Novel insight of the thermal degradation kinetics, environmental impact and transformation behavior of heavy metals and chlorine of municipal solid waste incineration fly ash in nitrogen

Abstract

Thermal treatment is an effective method to dispose of municipal solid waste incineration (MSWI) fly ash (FA), however, present research mainly focuses on the thermal behavior of FA in air, neglecting the investigation of FA pyrolysis characteristic in inert gases.
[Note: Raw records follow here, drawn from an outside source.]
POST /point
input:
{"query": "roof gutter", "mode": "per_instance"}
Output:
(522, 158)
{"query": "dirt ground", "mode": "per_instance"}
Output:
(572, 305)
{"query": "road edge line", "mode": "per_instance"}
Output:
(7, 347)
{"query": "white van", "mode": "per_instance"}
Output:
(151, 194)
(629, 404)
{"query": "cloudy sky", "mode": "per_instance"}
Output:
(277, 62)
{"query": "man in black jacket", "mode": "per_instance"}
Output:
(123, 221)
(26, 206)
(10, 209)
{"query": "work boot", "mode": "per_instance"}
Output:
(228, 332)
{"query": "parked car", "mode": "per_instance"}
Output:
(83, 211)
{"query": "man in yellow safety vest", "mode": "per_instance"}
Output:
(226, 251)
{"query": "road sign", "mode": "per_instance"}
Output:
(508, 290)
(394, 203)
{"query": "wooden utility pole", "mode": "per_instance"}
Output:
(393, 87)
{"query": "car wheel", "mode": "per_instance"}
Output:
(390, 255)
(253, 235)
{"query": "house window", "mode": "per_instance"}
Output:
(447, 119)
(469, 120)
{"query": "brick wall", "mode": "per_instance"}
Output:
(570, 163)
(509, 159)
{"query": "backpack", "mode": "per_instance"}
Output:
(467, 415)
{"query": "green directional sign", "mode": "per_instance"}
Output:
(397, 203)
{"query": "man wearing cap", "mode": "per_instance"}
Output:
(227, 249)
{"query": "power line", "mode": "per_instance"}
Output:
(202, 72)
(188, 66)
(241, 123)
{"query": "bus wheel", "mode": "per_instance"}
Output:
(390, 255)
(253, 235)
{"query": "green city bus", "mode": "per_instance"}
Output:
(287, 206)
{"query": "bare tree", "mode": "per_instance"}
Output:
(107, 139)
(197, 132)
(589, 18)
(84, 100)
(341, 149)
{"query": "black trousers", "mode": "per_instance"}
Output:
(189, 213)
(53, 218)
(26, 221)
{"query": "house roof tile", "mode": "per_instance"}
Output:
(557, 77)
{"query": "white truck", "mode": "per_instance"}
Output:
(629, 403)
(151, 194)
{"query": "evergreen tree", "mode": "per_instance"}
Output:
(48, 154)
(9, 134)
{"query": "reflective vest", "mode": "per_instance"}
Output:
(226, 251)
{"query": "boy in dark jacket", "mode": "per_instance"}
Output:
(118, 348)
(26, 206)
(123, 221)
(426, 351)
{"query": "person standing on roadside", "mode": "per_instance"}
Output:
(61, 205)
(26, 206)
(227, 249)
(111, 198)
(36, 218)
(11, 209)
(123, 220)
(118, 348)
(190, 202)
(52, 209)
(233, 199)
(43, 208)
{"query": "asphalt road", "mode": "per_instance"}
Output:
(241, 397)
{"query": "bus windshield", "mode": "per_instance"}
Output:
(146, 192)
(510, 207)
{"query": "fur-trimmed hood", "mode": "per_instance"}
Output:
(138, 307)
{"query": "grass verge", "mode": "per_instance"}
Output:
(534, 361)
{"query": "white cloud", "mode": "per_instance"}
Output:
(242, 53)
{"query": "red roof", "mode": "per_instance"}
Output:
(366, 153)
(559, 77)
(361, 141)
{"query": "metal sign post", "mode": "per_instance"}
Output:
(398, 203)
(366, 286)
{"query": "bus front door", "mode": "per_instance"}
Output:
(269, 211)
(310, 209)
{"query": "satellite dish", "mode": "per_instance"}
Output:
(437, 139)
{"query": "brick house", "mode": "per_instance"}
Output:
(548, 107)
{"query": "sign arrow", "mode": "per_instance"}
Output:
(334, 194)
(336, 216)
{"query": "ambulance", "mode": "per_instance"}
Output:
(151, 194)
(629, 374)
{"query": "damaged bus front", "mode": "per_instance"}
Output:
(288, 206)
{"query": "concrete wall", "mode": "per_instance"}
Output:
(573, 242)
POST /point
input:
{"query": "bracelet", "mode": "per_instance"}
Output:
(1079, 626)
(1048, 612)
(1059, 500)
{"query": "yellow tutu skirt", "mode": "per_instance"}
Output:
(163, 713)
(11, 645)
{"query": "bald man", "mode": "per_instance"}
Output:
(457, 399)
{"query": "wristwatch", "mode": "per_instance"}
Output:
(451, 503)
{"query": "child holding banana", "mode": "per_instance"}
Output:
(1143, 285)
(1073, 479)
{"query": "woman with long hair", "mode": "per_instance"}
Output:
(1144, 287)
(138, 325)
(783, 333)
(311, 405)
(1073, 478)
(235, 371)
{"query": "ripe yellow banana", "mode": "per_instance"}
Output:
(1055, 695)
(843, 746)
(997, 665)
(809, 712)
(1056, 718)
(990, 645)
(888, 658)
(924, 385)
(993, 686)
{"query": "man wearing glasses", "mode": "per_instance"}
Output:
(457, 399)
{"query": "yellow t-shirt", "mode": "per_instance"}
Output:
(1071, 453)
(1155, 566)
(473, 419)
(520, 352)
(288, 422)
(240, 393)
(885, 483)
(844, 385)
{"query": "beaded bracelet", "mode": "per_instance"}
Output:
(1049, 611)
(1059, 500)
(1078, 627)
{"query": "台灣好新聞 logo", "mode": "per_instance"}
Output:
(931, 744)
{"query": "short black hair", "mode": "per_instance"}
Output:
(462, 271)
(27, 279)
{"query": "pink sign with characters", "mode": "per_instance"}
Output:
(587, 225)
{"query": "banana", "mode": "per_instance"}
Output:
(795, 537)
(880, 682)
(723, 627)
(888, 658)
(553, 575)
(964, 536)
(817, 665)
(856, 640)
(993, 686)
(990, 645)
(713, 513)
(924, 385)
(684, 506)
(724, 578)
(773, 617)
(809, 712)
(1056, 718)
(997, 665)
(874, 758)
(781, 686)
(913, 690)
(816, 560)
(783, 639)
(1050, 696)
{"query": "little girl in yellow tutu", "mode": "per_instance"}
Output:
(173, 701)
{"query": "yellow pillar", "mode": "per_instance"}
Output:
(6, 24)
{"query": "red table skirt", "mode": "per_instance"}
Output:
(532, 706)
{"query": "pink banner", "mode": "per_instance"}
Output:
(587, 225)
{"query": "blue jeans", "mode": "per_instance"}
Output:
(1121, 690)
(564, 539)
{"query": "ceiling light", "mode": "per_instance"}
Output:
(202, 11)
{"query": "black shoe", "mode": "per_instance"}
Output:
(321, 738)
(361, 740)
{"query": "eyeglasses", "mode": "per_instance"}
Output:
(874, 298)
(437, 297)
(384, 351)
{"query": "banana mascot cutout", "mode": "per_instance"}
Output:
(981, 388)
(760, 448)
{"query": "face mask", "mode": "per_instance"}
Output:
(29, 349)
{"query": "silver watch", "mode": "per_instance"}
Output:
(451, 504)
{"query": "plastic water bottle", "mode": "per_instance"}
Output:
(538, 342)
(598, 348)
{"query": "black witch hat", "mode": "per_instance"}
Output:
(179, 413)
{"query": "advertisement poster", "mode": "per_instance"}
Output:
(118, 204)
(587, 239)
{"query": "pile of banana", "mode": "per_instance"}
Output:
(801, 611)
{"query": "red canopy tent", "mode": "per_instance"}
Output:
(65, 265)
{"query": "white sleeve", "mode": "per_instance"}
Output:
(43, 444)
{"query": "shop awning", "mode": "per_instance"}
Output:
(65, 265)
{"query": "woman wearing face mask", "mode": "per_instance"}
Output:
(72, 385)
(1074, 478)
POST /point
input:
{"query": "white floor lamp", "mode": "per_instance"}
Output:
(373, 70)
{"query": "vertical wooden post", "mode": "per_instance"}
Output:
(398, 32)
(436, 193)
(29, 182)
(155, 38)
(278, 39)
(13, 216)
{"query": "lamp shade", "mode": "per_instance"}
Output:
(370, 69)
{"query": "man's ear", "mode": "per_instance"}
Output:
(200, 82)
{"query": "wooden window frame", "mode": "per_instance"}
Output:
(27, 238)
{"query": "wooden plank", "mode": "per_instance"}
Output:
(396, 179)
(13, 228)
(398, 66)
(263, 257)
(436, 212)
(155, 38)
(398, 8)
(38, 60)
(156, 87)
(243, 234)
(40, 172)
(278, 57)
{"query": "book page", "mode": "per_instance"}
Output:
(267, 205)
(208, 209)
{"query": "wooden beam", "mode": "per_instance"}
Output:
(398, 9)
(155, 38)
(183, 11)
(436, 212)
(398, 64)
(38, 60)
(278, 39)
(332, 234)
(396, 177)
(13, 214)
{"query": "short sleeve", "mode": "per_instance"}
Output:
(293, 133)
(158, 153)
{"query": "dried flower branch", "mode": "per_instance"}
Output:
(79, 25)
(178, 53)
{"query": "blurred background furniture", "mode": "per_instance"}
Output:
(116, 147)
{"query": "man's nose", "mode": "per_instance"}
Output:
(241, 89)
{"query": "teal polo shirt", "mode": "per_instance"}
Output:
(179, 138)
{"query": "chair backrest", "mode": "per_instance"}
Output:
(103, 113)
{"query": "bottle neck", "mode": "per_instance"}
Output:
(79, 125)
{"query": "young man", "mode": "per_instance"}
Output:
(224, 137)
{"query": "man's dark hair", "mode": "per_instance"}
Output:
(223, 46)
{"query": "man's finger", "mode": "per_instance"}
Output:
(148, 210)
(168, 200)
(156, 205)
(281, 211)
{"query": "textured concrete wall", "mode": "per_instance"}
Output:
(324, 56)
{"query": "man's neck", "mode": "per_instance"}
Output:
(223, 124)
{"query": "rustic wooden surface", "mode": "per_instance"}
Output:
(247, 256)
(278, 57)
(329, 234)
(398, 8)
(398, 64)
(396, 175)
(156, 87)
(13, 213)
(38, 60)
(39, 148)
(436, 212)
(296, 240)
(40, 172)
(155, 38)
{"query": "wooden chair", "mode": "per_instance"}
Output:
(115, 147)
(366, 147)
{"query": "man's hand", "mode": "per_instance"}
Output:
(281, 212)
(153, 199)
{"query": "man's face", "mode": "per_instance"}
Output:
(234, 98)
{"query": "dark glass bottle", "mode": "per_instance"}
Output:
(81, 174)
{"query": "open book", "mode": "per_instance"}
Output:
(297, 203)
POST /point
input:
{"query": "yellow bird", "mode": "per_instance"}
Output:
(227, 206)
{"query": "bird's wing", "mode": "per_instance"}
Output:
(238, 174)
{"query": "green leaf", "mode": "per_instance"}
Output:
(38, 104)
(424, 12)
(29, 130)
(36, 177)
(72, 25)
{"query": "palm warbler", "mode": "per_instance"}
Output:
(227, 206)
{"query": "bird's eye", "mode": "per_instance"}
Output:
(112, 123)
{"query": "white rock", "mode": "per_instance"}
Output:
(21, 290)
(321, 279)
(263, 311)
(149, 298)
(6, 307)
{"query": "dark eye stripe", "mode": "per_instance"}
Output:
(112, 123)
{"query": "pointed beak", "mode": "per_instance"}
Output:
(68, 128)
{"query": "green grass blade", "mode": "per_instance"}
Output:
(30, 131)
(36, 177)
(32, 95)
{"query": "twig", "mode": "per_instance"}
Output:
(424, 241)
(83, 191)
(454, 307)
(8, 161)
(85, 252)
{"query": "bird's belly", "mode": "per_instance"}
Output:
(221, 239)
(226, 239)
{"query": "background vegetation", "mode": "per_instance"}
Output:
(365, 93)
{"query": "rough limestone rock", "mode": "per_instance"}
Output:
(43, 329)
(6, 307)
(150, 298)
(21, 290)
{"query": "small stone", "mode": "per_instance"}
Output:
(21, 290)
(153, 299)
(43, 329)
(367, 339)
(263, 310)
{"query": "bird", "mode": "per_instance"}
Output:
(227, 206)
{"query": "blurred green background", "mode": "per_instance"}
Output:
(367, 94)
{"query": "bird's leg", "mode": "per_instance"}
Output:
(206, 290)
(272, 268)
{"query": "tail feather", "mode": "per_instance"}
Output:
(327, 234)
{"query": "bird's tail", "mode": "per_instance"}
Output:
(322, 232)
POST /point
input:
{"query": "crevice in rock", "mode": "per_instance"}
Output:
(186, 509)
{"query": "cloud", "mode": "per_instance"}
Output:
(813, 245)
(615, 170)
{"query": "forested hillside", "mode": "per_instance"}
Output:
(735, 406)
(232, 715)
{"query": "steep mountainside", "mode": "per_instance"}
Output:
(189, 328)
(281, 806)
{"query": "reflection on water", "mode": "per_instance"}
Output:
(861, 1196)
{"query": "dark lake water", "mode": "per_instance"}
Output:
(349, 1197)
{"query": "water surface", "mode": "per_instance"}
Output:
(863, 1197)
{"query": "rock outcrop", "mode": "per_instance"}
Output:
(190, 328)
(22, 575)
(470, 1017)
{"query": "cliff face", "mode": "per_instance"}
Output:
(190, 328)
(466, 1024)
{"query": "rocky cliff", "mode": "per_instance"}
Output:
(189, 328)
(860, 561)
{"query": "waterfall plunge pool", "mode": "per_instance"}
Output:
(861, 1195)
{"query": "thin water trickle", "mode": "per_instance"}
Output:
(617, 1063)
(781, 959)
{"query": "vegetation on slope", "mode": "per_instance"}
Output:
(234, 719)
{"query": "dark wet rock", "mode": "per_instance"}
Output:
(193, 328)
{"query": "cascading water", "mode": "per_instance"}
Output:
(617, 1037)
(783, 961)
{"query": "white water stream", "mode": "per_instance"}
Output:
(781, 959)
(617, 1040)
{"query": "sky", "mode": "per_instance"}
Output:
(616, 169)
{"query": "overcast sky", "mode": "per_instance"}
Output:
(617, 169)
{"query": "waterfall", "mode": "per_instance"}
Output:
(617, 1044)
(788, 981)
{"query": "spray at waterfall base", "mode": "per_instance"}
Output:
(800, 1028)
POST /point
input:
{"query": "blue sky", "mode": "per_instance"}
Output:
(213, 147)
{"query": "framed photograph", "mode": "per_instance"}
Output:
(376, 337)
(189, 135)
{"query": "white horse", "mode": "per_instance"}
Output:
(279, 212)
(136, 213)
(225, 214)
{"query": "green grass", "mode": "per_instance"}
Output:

The weight loss, phase transition, environmental impact, and conversion behavior of heavy metals and chlorine during the FA pyrolysis in N2 were measured using TG-FTIR-XRD-ICP-IC to increase understanding of the transformation process and decomposition features of FA in inert gas. The results demonstrated that CO2, NO, C-O(H), HCl, SO2, and H2O are emitted during FA pyrolysis due to the decomposition of inorganic salts and organic compounds. After being roasted at 1200 °C, the volatilization rates of As, Cr, Cd, Cu, Pb, and Zn were 56.71%, 34.75%, 99.56%, 83.41%, 96.22%, and 97.19%, respectively. However, the removal rate of Cl was only 51.43%, owing mostly to the formation of Ca2SiO4CaCl2 at high temperatures, which hampered chlorine volatilization. The kinetic of FA pyrolysis was investigated using FWO, KAS, and CR methods at heating rates of 10, 20, 30, and 40 °C/min, which suited the experimental data of each stage well. Chemical reaction (No. 2), assumed random nucleation and its subsequent growth (No. 11), and three-dimensional diffusion and spherical symmetry (No. 21) were the reaction control procedures of stages I, III and IV, with activation energies of 54.04, 213.03 and 280.85 kJ/mol, respectively. The degradation kinetics, environmental emissions, and reaction mechanisms of FA pyrolysis in the N2 atmosphere can provide a novel insight for pollution reduction and process optimization.